“Death” is a socially constructed idea. The fears and attitudes people have towards it are not instinctive, but rather learned from educational and cultural vehicles such as the languages, arts, and religion. Every culture has its own coherent explanation of death which is believed to be right by its members. From such consideration, the life and Society are built according to such archetypes as death. What lessons can we learn from the examination of death as a social and cultural fact.
Among the cultural indicators to be considered are:
- nature of the beliefs toward the meaning of life, death and the hereafter;
- funerary rituals and strategies for body disposal;
- the physical and symbolic boundaries between the worlds of the living and the dead;
- the perceived role of the dead on the affairs of the living;
- the degree of social stigma attached to those dying, dead, or bereaved;
- orientations toward and rates of suicide, murder and abortion;
- death prevention and avoidance as a social goal
- the death socialization of children (including death themes in children’s stories and games) and their involvement in funerary ritual;
- the taboo status of the topic of dying and death in everyday discourse;
- the language used regarding death
- the nature and conceptions of death in the arts.

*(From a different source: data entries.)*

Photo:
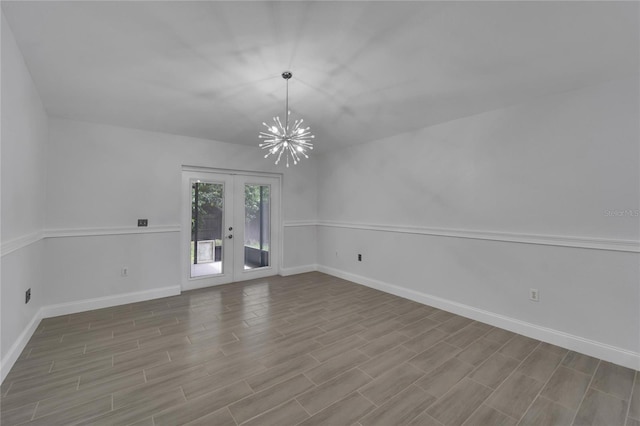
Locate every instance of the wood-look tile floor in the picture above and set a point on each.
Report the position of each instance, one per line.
(309, 349)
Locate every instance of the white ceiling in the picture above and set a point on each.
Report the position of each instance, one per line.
(362, 70)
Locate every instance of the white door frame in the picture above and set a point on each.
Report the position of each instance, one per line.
(235, 250)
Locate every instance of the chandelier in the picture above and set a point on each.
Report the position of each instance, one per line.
(290, 141)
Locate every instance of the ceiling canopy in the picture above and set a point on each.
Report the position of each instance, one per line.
(362, 70)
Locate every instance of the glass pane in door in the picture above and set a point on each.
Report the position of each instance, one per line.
(207, 203)
(257, 226)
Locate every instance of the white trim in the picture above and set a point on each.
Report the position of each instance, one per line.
(593, 348)
(204, 169)
(20, 242)
(285, 272)
(108, 301)
(92, 232)
(18, 346)
(27, 240)
(292, 223)
(549, 240)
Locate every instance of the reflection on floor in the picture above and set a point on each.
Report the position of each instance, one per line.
(307, 349)
(212, 268)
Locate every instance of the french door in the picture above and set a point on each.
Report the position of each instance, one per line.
(231, 227)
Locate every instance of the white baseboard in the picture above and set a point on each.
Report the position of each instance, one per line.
(107, 301)
(589, 347)
(298, 270)
(18, 346)
(74, 307)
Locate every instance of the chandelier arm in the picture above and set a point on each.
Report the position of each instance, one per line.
(286, 113)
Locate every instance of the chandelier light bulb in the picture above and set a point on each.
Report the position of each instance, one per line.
(288, 140)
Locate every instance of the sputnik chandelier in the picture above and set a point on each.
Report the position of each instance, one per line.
(290, 141)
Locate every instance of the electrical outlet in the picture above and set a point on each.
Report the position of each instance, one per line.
(534, 295)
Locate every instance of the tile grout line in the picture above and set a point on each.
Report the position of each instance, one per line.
(585, 393)
(483, 402)
(544, 385)
(635, 379)
(510, 374)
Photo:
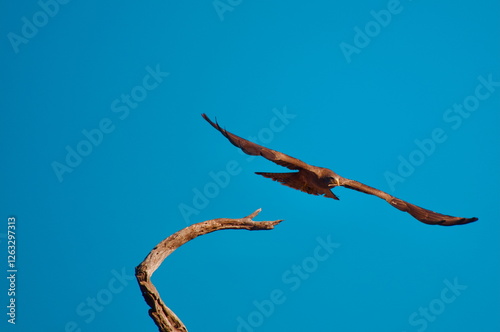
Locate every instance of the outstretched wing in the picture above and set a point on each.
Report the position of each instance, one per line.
(421, 214)
(258, 150)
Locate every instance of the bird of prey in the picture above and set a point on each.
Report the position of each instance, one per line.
(319, 181)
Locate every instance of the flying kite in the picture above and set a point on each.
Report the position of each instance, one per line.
(319, 180)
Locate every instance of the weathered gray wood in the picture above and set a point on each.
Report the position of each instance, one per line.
(164, 318)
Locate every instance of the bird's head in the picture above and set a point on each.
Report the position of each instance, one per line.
(330, 178)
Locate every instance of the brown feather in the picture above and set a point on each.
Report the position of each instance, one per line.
(318, 180)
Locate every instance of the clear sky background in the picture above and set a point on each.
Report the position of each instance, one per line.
(104, 154)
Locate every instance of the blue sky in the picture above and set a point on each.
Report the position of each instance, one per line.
(105, 154)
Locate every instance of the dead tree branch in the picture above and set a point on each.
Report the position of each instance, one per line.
(164, 318)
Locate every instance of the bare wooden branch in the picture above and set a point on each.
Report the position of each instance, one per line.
(164, 318)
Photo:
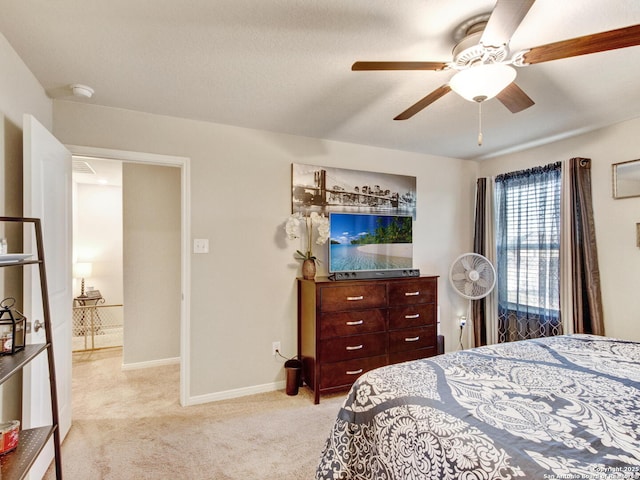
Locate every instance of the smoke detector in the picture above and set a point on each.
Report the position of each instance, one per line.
(81, 91)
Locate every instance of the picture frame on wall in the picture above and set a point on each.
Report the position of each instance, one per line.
(330, 189)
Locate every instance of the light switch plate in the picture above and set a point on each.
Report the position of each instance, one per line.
(200, 245)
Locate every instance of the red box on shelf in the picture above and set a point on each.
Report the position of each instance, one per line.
(9, 433)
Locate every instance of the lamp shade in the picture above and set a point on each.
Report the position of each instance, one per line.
(82, 269)
(482, 82)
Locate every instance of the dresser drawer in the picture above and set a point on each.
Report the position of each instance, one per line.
(355, 346)
(345, 373)
(351, 297)
(412, 316)
(352, 322)
(412, 338)
(412, 292)
(412, 355)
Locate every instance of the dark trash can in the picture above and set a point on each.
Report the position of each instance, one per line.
(293, 368)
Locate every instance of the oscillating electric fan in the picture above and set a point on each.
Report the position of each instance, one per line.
(472, 277)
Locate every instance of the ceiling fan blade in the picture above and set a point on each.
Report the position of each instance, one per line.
(597, 42)
(514, 98)
(361, 66)
(425, 102)
(505, 19)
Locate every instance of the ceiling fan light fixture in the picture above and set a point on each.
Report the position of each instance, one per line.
(482, 82)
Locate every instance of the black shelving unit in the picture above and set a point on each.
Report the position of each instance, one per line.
(16, 464)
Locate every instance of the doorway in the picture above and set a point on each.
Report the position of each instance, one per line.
(147, 342)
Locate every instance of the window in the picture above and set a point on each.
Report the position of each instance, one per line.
(528, 253)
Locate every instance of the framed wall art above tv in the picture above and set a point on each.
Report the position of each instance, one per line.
(329, 189)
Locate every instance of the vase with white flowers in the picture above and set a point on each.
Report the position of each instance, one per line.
(311, 222)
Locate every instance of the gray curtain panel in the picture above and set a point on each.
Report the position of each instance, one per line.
(587, 299)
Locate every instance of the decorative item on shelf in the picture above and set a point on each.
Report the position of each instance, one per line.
(82, 270)
(321, 224)
(12, 328)
(9, 434)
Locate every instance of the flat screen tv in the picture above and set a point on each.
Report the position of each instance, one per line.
(369, 242)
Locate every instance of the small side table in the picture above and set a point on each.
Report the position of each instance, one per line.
(90, 322)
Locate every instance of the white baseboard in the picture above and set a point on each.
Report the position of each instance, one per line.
(152, 363)
(238, 392)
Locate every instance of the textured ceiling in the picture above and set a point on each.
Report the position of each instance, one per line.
(285, 66)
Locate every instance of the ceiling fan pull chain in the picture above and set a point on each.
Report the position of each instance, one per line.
(479, 124)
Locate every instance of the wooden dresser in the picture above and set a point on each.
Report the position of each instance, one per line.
(348, 327)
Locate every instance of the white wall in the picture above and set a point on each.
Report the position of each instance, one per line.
(151, 239)
(615, 220)
(97, 238)
(244, 291)
(20, 93)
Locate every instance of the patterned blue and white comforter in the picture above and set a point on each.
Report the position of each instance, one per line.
(552, 408)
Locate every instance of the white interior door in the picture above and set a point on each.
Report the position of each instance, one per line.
(47, 195)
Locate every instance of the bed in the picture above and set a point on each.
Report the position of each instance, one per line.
(550, 408)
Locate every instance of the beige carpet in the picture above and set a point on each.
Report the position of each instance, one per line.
(129, 425)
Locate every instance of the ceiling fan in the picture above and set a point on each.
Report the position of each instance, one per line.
(482, 61)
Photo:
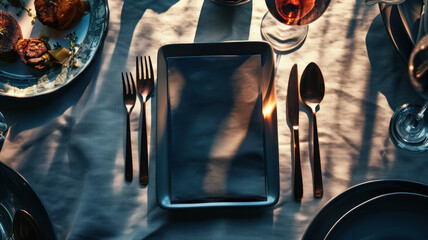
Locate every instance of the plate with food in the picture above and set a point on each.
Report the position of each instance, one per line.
(46, 44)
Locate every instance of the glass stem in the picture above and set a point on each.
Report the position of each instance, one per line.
(421, 112)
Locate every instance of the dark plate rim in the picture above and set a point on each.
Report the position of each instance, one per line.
(335, 208)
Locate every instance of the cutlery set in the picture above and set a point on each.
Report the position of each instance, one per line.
(312, 91)
(145, 86)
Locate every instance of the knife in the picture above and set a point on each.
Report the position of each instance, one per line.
(293, 119)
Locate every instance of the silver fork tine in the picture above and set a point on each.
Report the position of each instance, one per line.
(151, 69)
(146, 73)
(133, 90)
(138, 68)
(124, 85)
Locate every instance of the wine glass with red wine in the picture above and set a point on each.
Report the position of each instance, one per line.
(285, 25)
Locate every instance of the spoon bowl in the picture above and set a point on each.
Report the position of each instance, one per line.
(312, 92)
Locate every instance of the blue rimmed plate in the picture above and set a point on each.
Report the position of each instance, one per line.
(15, 194)
(224, 58)
(20, 81)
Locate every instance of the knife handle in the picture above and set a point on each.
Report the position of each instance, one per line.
(297, 169)
(317, 173)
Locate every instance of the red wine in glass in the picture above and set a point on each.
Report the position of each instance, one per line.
(285, 13)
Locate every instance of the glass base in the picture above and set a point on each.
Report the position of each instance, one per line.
(282, 37)
(406, 131)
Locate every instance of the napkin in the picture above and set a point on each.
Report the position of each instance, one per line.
(216, 134)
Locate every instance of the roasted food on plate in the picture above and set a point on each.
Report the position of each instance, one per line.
(10, 32)
(59, 14)
(33, 52)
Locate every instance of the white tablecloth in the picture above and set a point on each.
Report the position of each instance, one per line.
(70, 146)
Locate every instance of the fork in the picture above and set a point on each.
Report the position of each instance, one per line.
(145, 85)
(129, 96)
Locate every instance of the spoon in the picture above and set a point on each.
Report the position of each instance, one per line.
(373, 2)
(25, 227)
(312, 92)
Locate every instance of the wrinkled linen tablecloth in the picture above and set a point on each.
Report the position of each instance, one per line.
(70, 145)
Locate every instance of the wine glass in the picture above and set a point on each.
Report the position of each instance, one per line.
(408, 128)
(285, 25)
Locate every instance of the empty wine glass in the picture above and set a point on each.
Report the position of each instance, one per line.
(408, 127)
(285, 25)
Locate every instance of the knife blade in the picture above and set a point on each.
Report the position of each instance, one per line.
(293, 119)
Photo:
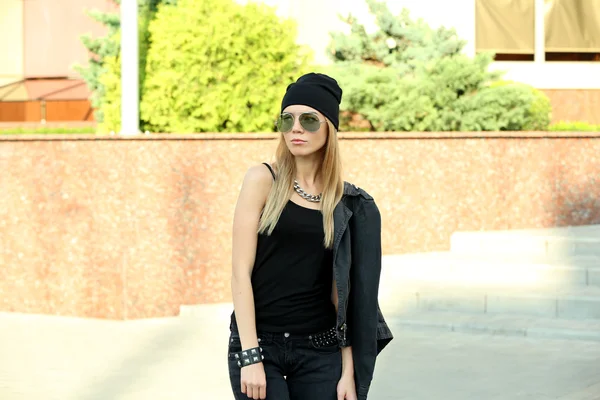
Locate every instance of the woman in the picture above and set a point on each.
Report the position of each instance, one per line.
(302, 239)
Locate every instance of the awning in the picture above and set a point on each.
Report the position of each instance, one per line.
(505, 26)
(572, 26)
(45, 89)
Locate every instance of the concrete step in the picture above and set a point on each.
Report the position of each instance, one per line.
(481, 270)
(501, 325)
(554, 242)
(577, 303)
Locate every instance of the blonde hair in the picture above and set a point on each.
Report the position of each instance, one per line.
(281, 190)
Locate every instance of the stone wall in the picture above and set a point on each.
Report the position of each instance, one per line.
(125, 228)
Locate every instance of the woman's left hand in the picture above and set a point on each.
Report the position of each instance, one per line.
(346, 388)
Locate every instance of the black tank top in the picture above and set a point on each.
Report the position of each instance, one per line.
(292, 275)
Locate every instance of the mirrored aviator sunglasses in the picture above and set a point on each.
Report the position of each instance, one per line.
(309, 121)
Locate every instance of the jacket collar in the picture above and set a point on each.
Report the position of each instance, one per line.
(350, 189)
(342, 214)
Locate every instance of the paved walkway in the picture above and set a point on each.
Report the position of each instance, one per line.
(46, 358)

In considering cross-culturally the many facets of death, Arnold Toynbee (“Various Ways in Which Human Beings Have Sought to Reconcile Themselves to the Fact of Death,” 1980) and others have developed typologies of orientations toward life and death:
Cultures can be death-accepting, death-denying or even death- defying. In the death-defying West, the strategies for salvation have historically included activism and asceticism. In the East, the strategies have often been more contemplative and mystical.

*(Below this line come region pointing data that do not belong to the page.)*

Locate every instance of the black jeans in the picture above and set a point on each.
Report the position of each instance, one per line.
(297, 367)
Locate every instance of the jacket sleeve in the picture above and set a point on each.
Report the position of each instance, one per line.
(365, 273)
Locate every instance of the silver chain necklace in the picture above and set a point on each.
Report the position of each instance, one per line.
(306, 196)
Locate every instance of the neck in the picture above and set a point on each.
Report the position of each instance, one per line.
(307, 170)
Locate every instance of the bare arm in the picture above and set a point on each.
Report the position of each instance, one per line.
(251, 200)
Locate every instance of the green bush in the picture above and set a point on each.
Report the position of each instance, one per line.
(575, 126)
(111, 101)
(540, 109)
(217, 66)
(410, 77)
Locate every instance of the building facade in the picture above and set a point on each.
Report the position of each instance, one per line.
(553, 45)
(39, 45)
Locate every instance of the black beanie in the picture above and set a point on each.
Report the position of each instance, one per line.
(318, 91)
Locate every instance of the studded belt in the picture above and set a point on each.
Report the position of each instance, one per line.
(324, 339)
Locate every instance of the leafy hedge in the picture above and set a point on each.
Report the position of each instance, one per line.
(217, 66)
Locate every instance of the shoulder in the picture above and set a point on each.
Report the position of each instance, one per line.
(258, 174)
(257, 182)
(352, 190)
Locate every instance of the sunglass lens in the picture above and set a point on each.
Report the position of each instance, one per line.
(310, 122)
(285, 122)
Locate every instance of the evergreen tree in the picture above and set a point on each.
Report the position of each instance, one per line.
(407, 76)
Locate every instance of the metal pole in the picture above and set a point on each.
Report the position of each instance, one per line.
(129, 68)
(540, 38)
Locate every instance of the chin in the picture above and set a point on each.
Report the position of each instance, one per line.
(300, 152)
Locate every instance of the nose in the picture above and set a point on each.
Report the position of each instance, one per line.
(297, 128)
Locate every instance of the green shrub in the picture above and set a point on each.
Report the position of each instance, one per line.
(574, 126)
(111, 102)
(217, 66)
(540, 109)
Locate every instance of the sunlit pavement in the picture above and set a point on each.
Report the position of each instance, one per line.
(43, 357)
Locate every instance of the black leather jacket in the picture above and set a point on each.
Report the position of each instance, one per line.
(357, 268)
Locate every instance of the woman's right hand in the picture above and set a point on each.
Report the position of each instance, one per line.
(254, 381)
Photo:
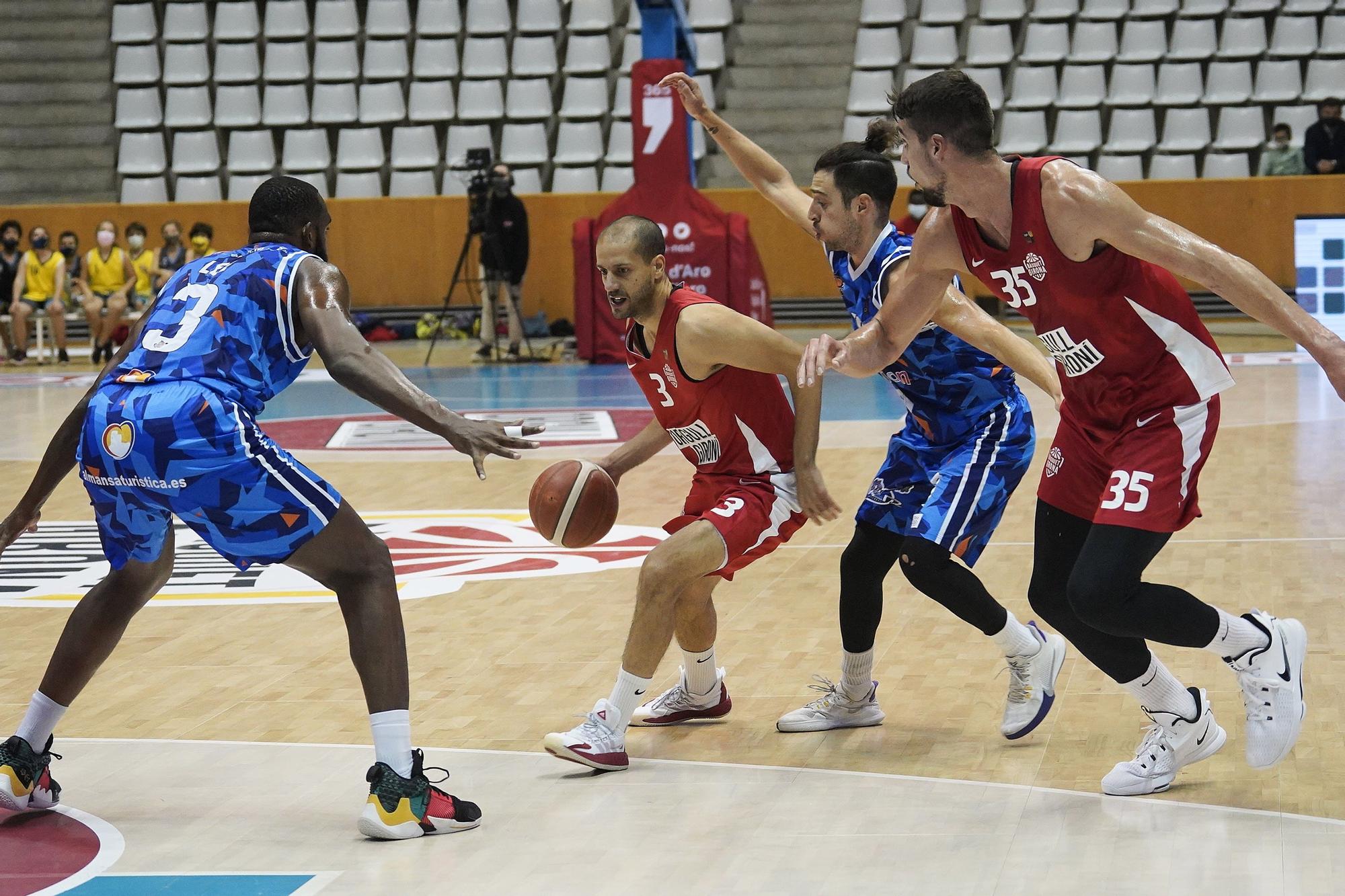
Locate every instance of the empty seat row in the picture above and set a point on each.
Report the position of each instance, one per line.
(186, 64)
(1140, 41)
(369, 184)
(1132, 131)
(360, 149)
(240, 19)
(956, 11)
(1130, 85)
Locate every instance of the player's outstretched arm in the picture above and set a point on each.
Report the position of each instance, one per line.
(636, 451)
(1082, 202)
(962, 317)
(761, 169)
(322, 296)
(714, 337)
(910, 304)
(60, 458)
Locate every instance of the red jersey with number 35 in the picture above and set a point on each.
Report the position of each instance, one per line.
(1124, 331)
(734, 423)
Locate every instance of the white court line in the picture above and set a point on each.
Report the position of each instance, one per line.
(797, 770)
(111, 845)
(1175, 541)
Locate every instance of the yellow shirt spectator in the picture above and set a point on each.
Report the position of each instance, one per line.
(106, 278)
(41, 276)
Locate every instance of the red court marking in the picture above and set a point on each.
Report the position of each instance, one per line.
(41, 849)
(313, 434)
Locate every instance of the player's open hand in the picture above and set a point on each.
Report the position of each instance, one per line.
(481, 438)
(814, 498)
(822, 354)
(689, 92)
(18, 524)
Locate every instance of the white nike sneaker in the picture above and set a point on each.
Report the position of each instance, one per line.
(1032, 685)
(677, 704)
(1169, 744)
(591, 743)
(833, 709)
(1273, 689)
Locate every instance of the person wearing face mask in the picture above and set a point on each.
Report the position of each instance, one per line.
(40, 286)
(110, 278)
(917, 209)
(173, 255)
(202, 235)
(1278, 158)
(10, 235)
(505, 263)
(143, 263)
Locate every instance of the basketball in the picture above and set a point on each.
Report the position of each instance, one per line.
(574, 503)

Death may be considered either as the end of existence or as a transition to another state of being or consciousness. For Buddhists and Hindus, the arch-ordeal envisioned is not death but rather the pain of having to undergo another rebirth. It is the end of rebirths that is their goal, not the end of death, which is the goal of Christianity.
Considering the two previous dimensions, it should be evident that death can be viewed as either sacred or profane, a state or process perceived either to be sacrosanct or polluting for the living.
Where there is some immortality conception, it can either be personal or collective. In the West, post-death conceptions typically involve the integrity and continuity of one’s personal self. In the East, the ultimate goal is often an undifferentiated and impersonal oneness with the universe.
Cultures have taken hedonistic and pessimistic orientations toward life in facing the inevitability of death, such as taking an “eat, drink, and be merry for tomorrow we may die” approach to life.
Women are traditionally more involved in ritual and the emotional aspects of social life than are men. Whether by nature, socialization, exposure, or through some combination thereof, this implies that women are more likely than men to consider the existential issues of death and personal relationships. Over the last 50 years, their role in funerals has been virtually eliminated by the professionalization of the funeral industry. No longer needed, as their mothers and grandmothers might have been, to care for the dying at home, to wash and dress the body, to maintain mourning rituals, or tend graves, they must rethink the significance of death and their relationship to it.
The American notion of life being what’s objective and concrete while the hereafter has an illusory quality is far from being universal. The Hindus, for example, handle the problem of death by viewing life as the illusion and the realm between reincarnations as that which is objective. Hence, for many in Eastern cultures the primary concern is to avoid rebirth by extinguishing one’s self-centeredness, while in much of the West, this concern is to obtain as high a quality of personal existence as is possible in the here-and-now.